I spent years building team sets of one of the more popular teams among collectors (the Atlanta Braves) and (I'm assuming) was in competition with other Braves collectors for those cards. And while the occasional trade package contained a plethora of cardboard, trade material was (presumably) split between a number of us. Now that I'm a recovering Braves fan/collector who has moved on to my other team- the Seattle Mariners- I've come to realize there's an advantage to collecting the team whose cards no one wants.
I contacted P-Town Tom over at Eamus Catuli! recently to try to work out a trade for a few cards I thought he might like and, sure enough, Tom was interested. I was pleasantly surprised by the box that showed up in the mail, leading me to anoint him Tom Terrific. And that was before I saw those sweet dance moves!!

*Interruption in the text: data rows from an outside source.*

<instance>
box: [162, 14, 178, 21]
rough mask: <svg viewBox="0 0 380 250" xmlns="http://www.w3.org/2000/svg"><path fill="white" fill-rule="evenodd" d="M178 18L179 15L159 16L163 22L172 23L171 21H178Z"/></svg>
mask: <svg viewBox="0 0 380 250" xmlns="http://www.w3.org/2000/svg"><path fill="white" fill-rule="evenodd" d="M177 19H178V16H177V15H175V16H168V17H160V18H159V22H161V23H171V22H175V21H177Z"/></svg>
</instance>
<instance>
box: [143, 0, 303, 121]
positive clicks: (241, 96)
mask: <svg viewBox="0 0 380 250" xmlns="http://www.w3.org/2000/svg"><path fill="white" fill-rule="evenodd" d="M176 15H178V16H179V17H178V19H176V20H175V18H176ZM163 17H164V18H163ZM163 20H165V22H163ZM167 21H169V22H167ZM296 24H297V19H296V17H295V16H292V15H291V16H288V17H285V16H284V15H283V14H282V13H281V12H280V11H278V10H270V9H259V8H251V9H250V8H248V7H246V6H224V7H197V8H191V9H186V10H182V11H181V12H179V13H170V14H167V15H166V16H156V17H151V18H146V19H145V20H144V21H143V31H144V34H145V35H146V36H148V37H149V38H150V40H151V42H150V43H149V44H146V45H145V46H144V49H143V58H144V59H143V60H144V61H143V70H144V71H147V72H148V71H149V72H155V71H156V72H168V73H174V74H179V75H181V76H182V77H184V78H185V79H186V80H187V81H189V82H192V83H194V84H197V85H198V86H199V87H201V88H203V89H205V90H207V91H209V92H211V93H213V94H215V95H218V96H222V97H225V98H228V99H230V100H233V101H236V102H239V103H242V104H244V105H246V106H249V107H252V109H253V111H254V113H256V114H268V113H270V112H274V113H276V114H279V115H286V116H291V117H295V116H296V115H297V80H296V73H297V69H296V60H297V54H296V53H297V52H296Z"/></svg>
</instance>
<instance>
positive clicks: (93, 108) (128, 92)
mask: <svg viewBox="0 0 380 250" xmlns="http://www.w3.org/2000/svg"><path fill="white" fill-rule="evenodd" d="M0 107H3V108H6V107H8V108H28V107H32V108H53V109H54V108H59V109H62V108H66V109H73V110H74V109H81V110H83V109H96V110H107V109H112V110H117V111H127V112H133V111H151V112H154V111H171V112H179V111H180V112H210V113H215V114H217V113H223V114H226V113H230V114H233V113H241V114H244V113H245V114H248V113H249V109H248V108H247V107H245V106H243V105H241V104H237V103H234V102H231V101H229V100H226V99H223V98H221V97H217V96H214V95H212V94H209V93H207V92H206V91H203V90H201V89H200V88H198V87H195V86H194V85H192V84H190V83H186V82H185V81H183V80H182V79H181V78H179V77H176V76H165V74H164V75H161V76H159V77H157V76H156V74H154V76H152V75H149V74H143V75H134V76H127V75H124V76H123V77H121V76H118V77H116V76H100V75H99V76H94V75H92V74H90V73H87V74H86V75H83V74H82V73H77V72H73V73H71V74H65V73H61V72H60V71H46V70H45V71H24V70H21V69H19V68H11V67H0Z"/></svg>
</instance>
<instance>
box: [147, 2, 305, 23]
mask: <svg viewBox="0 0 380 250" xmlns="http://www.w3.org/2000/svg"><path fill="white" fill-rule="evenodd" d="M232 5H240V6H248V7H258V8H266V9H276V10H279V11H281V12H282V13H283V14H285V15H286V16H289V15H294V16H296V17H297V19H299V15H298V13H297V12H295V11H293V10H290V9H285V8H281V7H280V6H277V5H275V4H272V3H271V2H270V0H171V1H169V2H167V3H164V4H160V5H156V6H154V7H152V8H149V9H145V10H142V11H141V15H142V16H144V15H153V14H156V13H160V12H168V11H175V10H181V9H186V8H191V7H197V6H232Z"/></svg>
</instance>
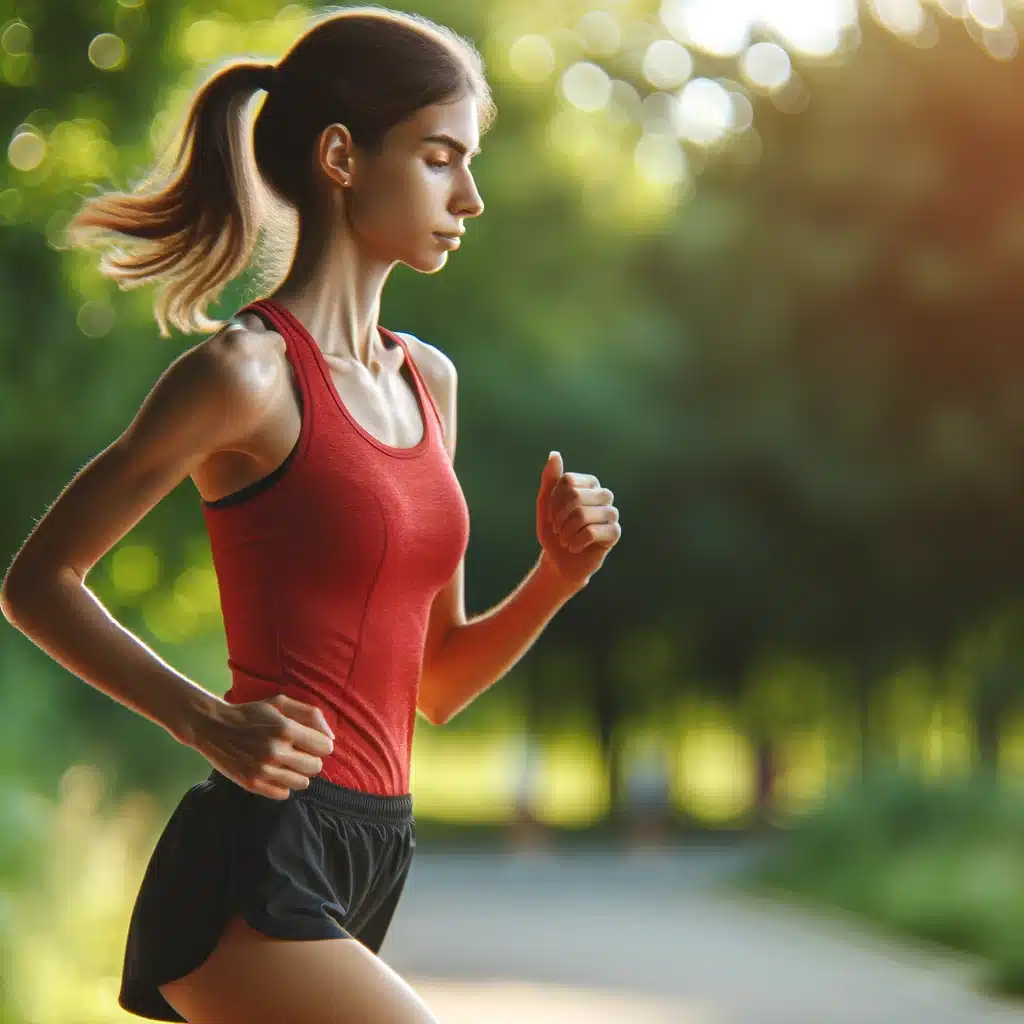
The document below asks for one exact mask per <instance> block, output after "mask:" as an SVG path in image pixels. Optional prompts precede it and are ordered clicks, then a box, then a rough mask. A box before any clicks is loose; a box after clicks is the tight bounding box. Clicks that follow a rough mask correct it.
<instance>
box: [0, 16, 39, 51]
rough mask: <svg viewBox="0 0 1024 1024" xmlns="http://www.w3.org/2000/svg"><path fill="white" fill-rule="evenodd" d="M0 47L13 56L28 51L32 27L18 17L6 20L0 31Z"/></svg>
mask: <svg viewBox="0 0 1024 1024" xmlns="http://www.w3.org/2000/svg"><path fill="white" fill-rule="evenodd" d="M0 47H3V49H4V50H5V51H6V52H7V53H10V54H12V55H15V56H16V55H18V54H22V53H28V52H29V51H30V50H31V49H32V29H30V28H29V27H28V26H27V25H26V24H25V22H22V20H19V19H18V18H14V20H12V22H8V23H7V24H6V26H4V28H3V30H2V31H0Z"/></svg>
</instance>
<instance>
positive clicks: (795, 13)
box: [660, 0, 857, 56]
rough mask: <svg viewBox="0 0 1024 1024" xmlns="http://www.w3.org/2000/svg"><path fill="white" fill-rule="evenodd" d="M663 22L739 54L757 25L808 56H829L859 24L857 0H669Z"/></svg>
mask: <svg viewBox="0 0 1024 1024" xmlns="http://www.w3.org/2000/svg"><path fill="white" fill-rule="evenodd" d="M660 17H662V23H663V24H664V25H665V27H666V28H667V29H668V30H669V32H670V33H672V35H673V36H675V37H676V39H678V40H679V41H680V42H682V43H687V44H689V45H692V46H695V47H697V48H698V49H701V50H703V51H705V52H707V53H711V54H714V55H716V56H734V55H735V54H737V53H739V52H740V50H742V49H744V48H745V47H746V46H748V45H749V44H750V42H751V36H752V33H753V32H754V30H755V29H762V30H764V31H767V32H770V33H774V34H776V35H778V36H779V37H781V38H782V40H783V41H784V42H786V43H787V44H788V45H790V46H792V47H793V48H795V49H797V50H799V51H800V52H802V53H804V54H807V55H808V56H828V55H830V54H833V53H835V52H836V51H837V50H838V49H839V48H840V46H841V44H842V41H843V35H844V33H845V32H846V31H847V30H848V29H850V28H852V27H854V26H855V25H856V24H857V3H856V0H731V2H728V3H724V2H722V0H665V2H664V3H663V4H662V9H660Z"/></svg>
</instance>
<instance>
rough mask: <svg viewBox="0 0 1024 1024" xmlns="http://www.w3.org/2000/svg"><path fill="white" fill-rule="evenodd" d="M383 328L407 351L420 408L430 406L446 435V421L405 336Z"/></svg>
mask: <svg viewBox="0 0 1024 1024" xmlns="http://www.w3.org/2000/svg"><path fill="white" fill-rule="evenodd" d="M381 330H382V331H383V332H384V333H385V334H386V335H387V336H388V337H389V338H393V339H394V340H395V341H396V342H397V343H398V344H399V345H400V346H401V350H402V352H404V353H406V362H407V364H408V365H409V369H410V371H411V372H412V374H413V381H414V383H415V384H416V390H417V391H418V392H419V394H420V408H421V409H426V408H427V407H428V406H429V407H430V409H431V410H433V413H434V420H435V421H436V423H437V429H438V430H439V431H440V435H441V437H442V438H443V436H444V421H443V420H442V419H441V414H440V413H439V412H438V411H437V404H436V402H435V401H434V396H433V395H432V394H431V393H430V388H429V387H427V382H426V381H425V380H424V378H423V374H421V373H420V368H419V367H418V366H417V365H416V359H414V358H413V356H412V353H411V352H410V351H409V345H407V344H406V340H404V338H402V337H401V335H400V334H395V332H394V331H389V330H388V329H387V328H386V327H382V328H381ZM424 429H426V424H424Z"/></svg>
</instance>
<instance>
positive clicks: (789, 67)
mask: <svg viewBox="0 0 1024 1024" xmlns="http://www.w3.org/2000/svg"><path fill="white" fill-rule="evenodd" d="M740 68H741V70H742V72H743V75H744V77H745V78H746V79H748V81H750V82H751V84H753V85H756V86H758V87H759V88H762V89H779V88H781V87H782V86H783V85H785V83H786V82H788V81H790V76H791V75H792V74H793V63H792V61H791V60H790V54H788V53H786V52H785V50H783V49H782V47H781V46H778V45H777V44H775V43H755V44H754V45H753V46H752V47H751V48H750V49H749V50H748V51H746V52H745V53H744V54H743V58H742V60H741V61H740Z"/></svg>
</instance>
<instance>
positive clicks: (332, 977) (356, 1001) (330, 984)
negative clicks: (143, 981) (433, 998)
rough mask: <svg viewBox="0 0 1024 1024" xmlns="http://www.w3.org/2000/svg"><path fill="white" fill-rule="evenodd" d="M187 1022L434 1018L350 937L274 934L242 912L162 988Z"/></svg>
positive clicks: (272, 1021)
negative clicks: (180, 972) (244, 916)
mask: <svg viewBox="0 0 1024 1024" xmlns="http://www.w3.org/2000/svg"><path fill="white" fill-rule="evenodd" d="M160 991H161V992H162V993H163V996H164V998H165V999H167V1001H168V1002H170V1005H171V1006H172V1007H174V1009H175V1010H176V1011H177V1012H178V1013H179V1014H181V1016H182V1017H184V1018H185V1019H186V1020H187V1021H189V1022H190V1024H281V1022H282V1021H288V1022H289V1024H437V1019H436V1018H435V1017H434V1016H433V1014H431V1013H430V1010H429V1009H428V1008H427V1005H426V1004H425V1002H424V1001H423V1000H422V999H421V998H420V996H419V995H417V994H416V992H415V991H414V989H413V988H412V987H411V986H410V985H409V984H408V983H407V982H406V981H403V980H402V979H401V978H400V977H399V976H398V975H397V974H396V973H395V972H394V971H393V970H392V969H391V968H389V967H388V966H387V965H386V964H385V963H384V962H383V961H381V959H380V958H379V957H377V956H375V955H374V953H372V952H371V951H370V950H369V949H367V947H366V946H364V945H362V943H361V942H358V941H357V940H355V939H318V940H315V941H293V940H290V939H271V938H268V937H267V936H265V935H263V934H262V933H260V932H257V931H255V929H252V928H250V927H249V925H247V924H246V922H245V920H244V919H243V918H242V915H241V914H239V915H237V916H234V918H233V919H232V920H231V922H230V924H229V925H228V926H227V928H226V929H225V930H224V933H223V935H222V936H221V938H220V941H219V942H218V944H217V947H216V948H215V949H214V951H213V952H212V953H211V954H210V955H209V956H208V957H207V959H206V961H204V963H203V964H201V965H200V966H199V967H198V968H197V969H196V970H195V971H193V972H191V973H190V974H187V975H185V976H184V977H183V978H178V979H176V980H175V981H171V982H168V983H167V984H166V985H161V986H160Z"/></svg>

Sure, everyone loves the action photo of a hitter at the plate, swinging for the fences, but I still enjoy those shots of a player making a superb play in the field- like the card of Franklin Gutierrez below. Death to Flying Things (Gutierrez' nickname) might be the only guy here who has more moves than
Speaking of crazy.. included in this terrific box were cards of a crazy man (Milton Bradley) and a man making a crazy catch (Saunders).
I had such high hopes for Michael Pineda during his time in Seattle. I got the chance to watch him and Tommy Hanson battle one another from behind home plate during his rookie season. There was plenty of hype about him leading up to that game, but he didn't have his best stuff that night. Still, it was pretty exciting to see what I thought were two future aces. Despite the problems Pineda has had since his rookie season, the trade for Montero was still a huge blunder.
Some more Pineda, along with cards of the King. And look- an Arod sighting. I wonder how much longer before he gets a gig on Dancing with the Stars. You know it'll happen!
Let's throw in some of cards from my favorite Topps set from the '90s. This set seems to grow on me more and more with each passing year. I didn't mind seeing it in this past year's Archives product, either. This would be a good candidate to work on an autographed set, don't you think?
Rounding out this group will be an '83 and an '81 Topps. I do have to mention yet another great photo choice by Topps-- this one being the Edgar Martinez card. Known for his bat, most cards capture the future Hall of Famer at the plate; but every now and then card manufacturers would surprise us with a defensive shot (on early cards) or, like this one, on the base paths.
There were plenty of other cards include in this trade package, and they were just as appreciated. Thanks again for the trade, Tom, and I look forward to the next terrific trade!